AT&T CEO Says ‘Historical Resilience Of Demand’ Around Connectivity Will See Carrier Through Tariffs

‘I think that if ultimately costs are passed to us from those that we buy handsets from, unfortunately [for] the customer we’re going to have to come up with some new ways for them to figure out how to digest that increase in pricing,’ AT&T CEO John Stankey says about the possibility of tariffs impacting costs in the telecom market in 2025.


AT&T is watching the evolving U.S. tariff policy closely to determine if potentially rising costs of smartphones and network and technical equipment will impact consumer and business customer demand, AT&T CEO John Stankey said during the carrier’s first-quarter 2025 earnings call Wednesday morning.

Any large price increases will be passed along to the customer, the CEO said, mirroring Verizon CEO Hans Vestberg’s comments during the rival carrier’s earnings call Tuesday morning.

“I think that if ultimately costs are passed to us from those that we buy handsets from, unfortunately [for] the customer we’re going to have to come up with some new ways for them to figure out how to digest that increase in pricing,” Stankey said.

The telecom giant’s 2025 financial expectations, despite the macroeconomic uncertainty, remain unchanged following its strong first quarter, he said.

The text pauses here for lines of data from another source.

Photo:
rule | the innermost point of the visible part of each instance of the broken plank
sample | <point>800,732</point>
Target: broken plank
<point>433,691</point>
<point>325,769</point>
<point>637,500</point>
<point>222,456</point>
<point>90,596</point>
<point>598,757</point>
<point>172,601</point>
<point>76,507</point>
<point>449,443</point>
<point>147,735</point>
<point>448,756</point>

“Based on the 90-day pause on reciprocal tariffs and our visibility into the supply chain, we believe we can manage the anticipated higher costs within the 2025 financial guidance we provided at the beginning of the year. Our expectations reflect our strong financial performance in the first quarter, the historical resilience of demand for our critical conductivity services across economic cycles, and our decision to reduce discretionary expenses and accelerate cost actions that we had planned for later in this year. That said, this environment remains fluid,” he said.

[Related: AT&T CFO: AI For Business A ‘Great Opportunity’ For The Carrier In 2025]

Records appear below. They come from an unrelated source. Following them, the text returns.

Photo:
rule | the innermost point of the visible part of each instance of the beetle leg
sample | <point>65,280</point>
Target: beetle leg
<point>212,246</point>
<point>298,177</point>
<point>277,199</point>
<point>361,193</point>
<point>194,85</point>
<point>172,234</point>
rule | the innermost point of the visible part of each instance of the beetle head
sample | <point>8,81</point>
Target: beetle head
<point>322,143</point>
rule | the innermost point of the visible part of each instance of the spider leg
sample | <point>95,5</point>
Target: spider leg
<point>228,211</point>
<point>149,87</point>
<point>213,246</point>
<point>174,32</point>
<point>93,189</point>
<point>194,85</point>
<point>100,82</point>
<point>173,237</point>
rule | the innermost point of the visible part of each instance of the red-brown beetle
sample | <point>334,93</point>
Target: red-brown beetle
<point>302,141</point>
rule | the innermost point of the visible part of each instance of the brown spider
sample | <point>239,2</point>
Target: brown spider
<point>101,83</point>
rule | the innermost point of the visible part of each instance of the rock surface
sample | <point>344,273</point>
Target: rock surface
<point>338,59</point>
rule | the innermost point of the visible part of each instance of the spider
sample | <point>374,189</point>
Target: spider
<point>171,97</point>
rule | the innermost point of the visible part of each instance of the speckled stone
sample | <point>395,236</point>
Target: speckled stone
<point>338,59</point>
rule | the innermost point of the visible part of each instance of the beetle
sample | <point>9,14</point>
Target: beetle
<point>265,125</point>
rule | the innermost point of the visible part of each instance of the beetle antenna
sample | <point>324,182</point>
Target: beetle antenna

Business wireline services, which includes advanced Ethernet-based fiber services, fixed wireless services, IP voice and managed professional services for business customers, continued to decline in 2025. The segment decreased 9.1 percent during the quarter to $4.47 billion and business wireline equipment stayed flat at $213 million during the first quarter. Legacy and other transitional services declined 17.4 percent to $2.48 billion. AT&T CFO Pascal Desroches said that the business wireline financial results reflect secular pressure as customers continue to transition away from legacy wireline services.

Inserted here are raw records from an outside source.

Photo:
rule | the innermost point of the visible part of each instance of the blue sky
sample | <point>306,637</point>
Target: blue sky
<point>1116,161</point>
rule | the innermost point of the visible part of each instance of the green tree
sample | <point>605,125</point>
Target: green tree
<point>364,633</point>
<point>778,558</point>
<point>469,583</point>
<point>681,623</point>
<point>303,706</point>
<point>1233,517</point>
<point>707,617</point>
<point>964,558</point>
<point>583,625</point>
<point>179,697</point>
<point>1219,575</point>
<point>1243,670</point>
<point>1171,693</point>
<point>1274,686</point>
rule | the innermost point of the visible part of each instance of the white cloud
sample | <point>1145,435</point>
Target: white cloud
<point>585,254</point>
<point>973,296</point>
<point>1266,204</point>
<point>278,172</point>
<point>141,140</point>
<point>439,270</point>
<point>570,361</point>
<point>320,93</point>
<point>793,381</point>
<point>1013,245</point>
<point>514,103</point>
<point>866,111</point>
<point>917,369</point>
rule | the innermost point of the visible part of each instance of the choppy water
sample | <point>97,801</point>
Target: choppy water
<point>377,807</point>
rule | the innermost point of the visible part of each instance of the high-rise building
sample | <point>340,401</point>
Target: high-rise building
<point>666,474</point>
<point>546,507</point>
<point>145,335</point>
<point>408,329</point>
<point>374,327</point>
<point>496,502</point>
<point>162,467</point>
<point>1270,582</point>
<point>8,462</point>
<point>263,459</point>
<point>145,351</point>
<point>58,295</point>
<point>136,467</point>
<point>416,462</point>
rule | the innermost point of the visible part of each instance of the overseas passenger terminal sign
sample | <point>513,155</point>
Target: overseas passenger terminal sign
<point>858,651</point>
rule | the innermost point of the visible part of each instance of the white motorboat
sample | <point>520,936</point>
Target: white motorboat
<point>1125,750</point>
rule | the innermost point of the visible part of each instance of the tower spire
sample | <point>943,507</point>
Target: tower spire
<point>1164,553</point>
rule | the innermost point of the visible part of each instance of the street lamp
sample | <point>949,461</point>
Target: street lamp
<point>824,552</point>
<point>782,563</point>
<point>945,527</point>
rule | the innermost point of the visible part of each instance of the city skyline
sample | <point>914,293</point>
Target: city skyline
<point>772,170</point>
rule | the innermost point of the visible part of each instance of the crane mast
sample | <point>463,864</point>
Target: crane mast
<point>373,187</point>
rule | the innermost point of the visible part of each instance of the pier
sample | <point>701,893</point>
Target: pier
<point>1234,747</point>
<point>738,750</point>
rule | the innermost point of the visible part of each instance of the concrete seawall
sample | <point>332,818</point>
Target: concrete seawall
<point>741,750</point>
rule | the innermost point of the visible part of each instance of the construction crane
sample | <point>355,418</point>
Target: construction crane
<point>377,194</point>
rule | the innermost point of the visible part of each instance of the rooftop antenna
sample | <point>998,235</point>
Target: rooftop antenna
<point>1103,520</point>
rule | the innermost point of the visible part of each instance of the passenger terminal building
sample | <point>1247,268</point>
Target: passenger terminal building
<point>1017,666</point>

Business wireline operating costs were also down for the company following AT&T’s spinoff of its cybersecurity practice, LevelBlue, in 2024.

Business fiber and advanced connectivity services, the latter of which makes up about one-third of the segment’s revenue, on the other hand, climbed 4.5 percent to $1.78 billion.

Dallas-based AT&T Business today provides services to nearly all Fortune 1000 companies.

Reports surfaced in March that AT&T was in talks to buy Lumen Technologies’ consumer fiber operations in a deal worth more than $5.5 billion, according to people familiar with the matter. While Stankey declined to comment directly on the possible deal, the CEO said he's “always” open to the right inorganic growth activity that could help the company accelerate in the market.

“I always keep my mind open to something that I think can improve value for the shareholder that’s clear and centered on what we have laid out as key for us in the business, and that’s to be the best in connectivity,” Stankey said.

First-Quarter 2025 Results

AT&T’s mobility segment revenue totaled $21.57 billion during the quarter, a 4.7 percent increase compared with $20.59 billion in the same quarter a year ago. The overall communications business, which includes high-speed internet, video and legacy voice services, totaled $29.56 billion during the quarter compared with $28.86 billion in the first quarter of 2024, a 2.4 percent increase.

Mobility services revenue continued to climb, rising 4.1 percent to $16.65 billion, up from $15.99 billion a year ago. Mobility equipment revenue also rose 6.9 percent to $4.92 billion during the quarter compared with $4.60 billion a year ago.

Total operating revenue for the first quarter that ended March 31 was $30.63 billion, an increase of 2 percent from $30.03 billion in the same quarter one year earlier . Diluted earnings per share during AT&T’s fourth quarter was 61 cents, compared with 47 cents a year ago.

AT&T’s first-quarter 2025 results beat Wall Street’s expectations of $30.4 billion for the quarter.